Ma il sindaco Daley fece da subito una scelta di divieto e di repressione di qualunque manifestazione che potesse appannare la sua esibizione di successo nell’organizzazione della convention, e mobilitò uno schieramento di forze di polizia e Guardia nazionale senza precedenti, trasformando ampie parti della città in zone militarizzate, con una gestione che un senatore dal palco della convention definì «da Gestapo», tra le vivaci proteste di Daley e dei suoi sostenitori, in uno dei molti tumulti che avvennero all’interno della sala in quei giorni.

Una manifestante contro la guerra in Vietnam durante la convention di Chicago. (Hulton Archive/Getty Images)

Le violenze maggiori però avvennero per le strade della città, in pieno centro e vicino al Grant Park, dove si riunirono più spesso le migliaia di manifestanti arrivati a Chicago: la polizia li caricò bastonandoli e picchiandoli in più occasioni, ripresa dalle dirette televisive delle reti arrivate a seguire la convention.

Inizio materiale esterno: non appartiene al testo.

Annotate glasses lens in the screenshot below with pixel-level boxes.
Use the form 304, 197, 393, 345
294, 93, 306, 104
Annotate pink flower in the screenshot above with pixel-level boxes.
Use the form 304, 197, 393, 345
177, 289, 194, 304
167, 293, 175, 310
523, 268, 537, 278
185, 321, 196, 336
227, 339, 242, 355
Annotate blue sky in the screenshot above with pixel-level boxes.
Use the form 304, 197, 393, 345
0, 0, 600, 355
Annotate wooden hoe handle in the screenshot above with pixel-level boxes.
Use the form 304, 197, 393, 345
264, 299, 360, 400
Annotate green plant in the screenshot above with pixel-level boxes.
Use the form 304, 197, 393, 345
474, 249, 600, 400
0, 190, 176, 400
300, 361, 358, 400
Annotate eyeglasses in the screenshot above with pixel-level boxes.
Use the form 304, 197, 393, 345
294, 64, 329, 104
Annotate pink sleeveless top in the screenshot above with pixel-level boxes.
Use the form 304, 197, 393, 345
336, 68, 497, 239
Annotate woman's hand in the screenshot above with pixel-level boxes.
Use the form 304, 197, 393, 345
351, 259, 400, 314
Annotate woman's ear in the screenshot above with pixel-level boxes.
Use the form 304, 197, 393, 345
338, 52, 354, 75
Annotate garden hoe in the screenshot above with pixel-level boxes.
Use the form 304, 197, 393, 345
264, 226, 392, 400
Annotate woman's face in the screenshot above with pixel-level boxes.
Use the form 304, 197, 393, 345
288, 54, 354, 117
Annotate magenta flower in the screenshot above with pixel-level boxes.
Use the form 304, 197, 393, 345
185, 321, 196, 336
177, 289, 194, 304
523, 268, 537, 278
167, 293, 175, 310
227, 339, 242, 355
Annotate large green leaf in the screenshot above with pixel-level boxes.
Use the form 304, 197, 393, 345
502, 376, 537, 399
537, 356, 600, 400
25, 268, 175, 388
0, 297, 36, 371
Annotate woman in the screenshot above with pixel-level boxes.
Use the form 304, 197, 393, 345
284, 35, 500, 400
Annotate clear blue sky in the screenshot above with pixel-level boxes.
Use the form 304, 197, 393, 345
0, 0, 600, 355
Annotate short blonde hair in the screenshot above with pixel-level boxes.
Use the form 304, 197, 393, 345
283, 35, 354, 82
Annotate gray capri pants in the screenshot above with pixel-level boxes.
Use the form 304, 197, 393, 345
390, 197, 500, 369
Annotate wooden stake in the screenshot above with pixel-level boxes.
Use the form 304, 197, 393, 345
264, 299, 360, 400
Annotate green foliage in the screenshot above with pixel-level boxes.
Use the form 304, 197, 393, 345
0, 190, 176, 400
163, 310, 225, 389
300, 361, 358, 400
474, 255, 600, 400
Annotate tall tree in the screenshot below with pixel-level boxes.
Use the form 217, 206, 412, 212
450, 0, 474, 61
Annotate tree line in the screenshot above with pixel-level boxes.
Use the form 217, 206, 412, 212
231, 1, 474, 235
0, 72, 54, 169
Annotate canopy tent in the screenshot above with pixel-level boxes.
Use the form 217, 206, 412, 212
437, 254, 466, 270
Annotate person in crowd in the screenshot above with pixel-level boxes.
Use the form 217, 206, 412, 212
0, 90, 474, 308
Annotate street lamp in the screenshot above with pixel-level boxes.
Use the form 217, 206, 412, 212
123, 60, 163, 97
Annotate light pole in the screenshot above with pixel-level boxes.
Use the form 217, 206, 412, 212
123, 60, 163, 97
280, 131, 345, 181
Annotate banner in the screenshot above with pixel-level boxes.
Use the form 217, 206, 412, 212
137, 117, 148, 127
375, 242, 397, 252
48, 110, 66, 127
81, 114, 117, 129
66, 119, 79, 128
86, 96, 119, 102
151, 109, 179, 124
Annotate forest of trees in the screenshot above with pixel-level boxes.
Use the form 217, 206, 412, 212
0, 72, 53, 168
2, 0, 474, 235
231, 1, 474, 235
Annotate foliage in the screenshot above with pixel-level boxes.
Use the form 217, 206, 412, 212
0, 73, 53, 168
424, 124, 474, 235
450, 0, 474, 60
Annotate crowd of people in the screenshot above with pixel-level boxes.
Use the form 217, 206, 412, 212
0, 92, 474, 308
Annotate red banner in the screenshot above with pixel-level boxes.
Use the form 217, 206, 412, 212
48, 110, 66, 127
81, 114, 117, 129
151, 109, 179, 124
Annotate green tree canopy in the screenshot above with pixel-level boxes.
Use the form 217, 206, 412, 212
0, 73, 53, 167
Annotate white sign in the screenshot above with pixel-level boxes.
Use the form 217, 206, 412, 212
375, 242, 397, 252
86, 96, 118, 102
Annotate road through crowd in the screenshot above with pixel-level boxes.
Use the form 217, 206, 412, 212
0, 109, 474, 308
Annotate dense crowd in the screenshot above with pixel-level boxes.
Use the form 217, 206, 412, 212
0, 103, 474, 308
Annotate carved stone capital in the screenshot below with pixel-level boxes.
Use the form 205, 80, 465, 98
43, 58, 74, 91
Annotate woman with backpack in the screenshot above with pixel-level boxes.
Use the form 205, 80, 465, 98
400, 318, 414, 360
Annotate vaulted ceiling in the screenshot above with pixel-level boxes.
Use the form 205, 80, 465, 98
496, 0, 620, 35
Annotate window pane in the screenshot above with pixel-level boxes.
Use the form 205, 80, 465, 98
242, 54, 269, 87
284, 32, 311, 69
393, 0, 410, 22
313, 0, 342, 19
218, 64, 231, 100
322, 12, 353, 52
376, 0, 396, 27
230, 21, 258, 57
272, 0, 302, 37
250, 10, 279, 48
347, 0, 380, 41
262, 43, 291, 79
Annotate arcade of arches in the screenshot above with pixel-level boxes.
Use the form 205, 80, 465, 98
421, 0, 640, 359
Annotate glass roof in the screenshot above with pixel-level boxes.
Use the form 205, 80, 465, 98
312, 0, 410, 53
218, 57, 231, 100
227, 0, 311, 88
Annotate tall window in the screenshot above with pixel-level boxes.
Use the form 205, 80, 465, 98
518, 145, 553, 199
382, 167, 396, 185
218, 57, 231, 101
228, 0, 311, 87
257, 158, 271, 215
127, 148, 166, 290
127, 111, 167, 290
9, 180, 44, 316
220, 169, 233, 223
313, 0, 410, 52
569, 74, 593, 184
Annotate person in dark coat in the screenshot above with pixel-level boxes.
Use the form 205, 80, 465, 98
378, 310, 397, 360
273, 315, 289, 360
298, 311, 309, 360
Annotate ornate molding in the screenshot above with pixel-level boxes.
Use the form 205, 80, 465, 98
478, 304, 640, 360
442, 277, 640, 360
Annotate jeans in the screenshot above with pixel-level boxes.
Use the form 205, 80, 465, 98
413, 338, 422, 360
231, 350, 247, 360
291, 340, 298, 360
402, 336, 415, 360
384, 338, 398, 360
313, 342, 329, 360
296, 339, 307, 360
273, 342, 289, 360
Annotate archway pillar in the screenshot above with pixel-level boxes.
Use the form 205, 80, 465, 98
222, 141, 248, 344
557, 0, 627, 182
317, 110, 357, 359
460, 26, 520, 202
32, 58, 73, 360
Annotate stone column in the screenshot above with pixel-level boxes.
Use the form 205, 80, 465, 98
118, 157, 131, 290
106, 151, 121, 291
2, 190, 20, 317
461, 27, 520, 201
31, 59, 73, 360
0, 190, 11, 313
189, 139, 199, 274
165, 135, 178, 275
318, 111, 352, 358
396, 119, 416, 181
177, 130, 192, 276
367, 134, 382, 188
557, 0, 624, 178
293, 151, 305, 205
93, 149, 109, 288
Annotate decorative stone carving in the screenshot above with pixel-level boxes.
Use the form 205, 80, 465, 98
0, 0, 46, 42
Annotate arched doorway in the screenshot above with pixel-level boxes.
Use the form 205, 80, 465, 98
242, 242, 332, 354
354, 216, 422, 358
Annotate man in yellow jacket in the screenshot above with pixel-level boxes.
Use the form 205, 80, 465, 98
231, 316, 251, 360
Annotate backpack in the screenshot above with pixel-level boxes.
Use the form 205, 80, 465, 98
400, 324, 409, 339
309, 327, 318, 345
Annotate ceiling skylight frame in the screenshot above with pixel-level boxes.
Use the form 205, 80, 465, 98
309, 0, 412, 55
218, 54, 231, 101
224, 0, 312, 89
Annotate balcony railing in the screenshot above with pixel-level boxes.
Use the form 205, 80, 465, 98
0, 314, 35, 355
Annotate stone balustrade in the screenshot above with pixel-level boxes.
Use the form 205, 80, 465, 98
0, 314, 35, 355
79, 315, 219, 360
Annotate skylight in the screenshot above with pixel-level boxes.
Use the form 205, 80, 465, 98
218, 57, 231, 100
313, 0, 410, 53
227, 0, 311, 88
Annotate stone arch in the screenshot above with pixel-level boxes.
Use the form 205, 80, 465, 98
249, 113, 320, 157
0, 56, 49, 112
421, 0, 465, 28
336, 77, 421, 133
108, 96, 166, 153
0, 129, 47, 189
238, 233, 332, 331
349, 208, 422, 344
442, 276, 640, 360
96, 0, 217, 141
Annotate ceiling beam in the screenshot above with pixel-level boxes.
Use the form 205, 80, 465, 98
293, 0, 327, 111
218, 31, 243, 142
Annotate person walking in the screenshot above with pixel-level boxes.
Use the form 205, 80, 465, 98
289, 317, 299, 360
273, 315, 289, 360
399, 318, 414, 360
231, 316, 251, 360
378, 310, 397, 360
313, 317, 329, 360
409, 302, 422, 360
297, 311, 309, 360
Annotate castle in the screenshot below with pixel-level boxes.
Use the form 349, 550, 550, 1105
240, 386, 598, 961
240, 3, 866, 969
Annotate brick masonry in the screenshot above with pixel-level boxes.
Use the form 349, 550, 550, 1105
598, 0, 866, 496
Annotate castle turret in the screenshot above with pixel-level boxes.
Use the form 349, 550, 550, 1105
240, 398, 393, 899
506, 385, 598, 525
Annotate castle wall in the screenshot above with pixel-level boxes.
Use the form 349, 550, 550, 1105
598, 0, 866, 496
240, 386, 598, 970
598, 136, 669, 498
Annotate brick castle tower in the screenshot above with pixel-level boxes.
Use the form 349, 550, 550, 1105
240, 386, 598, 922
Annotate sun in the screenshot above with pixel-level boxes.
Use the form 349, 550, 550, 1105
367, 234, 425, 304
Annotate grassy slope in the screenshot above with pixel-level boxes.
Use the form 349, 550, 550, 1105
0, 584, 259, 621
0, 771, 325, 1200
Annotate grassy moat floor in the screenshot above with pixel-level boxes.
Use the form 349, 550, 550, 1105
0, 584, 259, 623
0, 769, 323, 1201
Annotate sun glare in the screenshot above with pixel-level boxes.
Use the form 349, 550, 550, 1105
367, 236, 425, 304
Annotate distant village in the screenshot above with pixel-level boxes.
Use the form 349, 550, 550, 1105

Ma malgrado i cori dei manifestanti, the whole world’s watching, la gran parte del pubblico americano approvò quello che ritenne un necessario ristabilire l’ordine di fronte alle violazioni della legge e alle insurrezioni come vennero raccontate dall’establishment politico.

Solo nei decenni successivi la spietatezza e l’illegalità di quelle repressioni furono più ampiamente riconosciute, a cominciare dalle sentenze che assolsero da gran parte delle accuse più gravi i molti manifestanti arrestati in quei giorni (il processo più famoso, quello detto ai “Chicago seven”, è raccontato in un film scritto e diretto da Aaron Sorkin, l’autore di The West Wing).

Un manifestante fermato dalla polizia. (APA/Getty Images)

Alla fine la convention scelse Humphrey, anche grazie a una sua posizione di compromesso sulle trattative per il Vietnam che però gli alienò parte dell’elettorato. Questo e il disastro mostrato al paese in quei giorni a Chicago furono secondo molti storici quello che gli fece perdere le elezioni con solo lo 0,7 per cento di distacco a favore del candidato Repubblicano Richard Nixon, che divenne presidente nel gennaio 1969.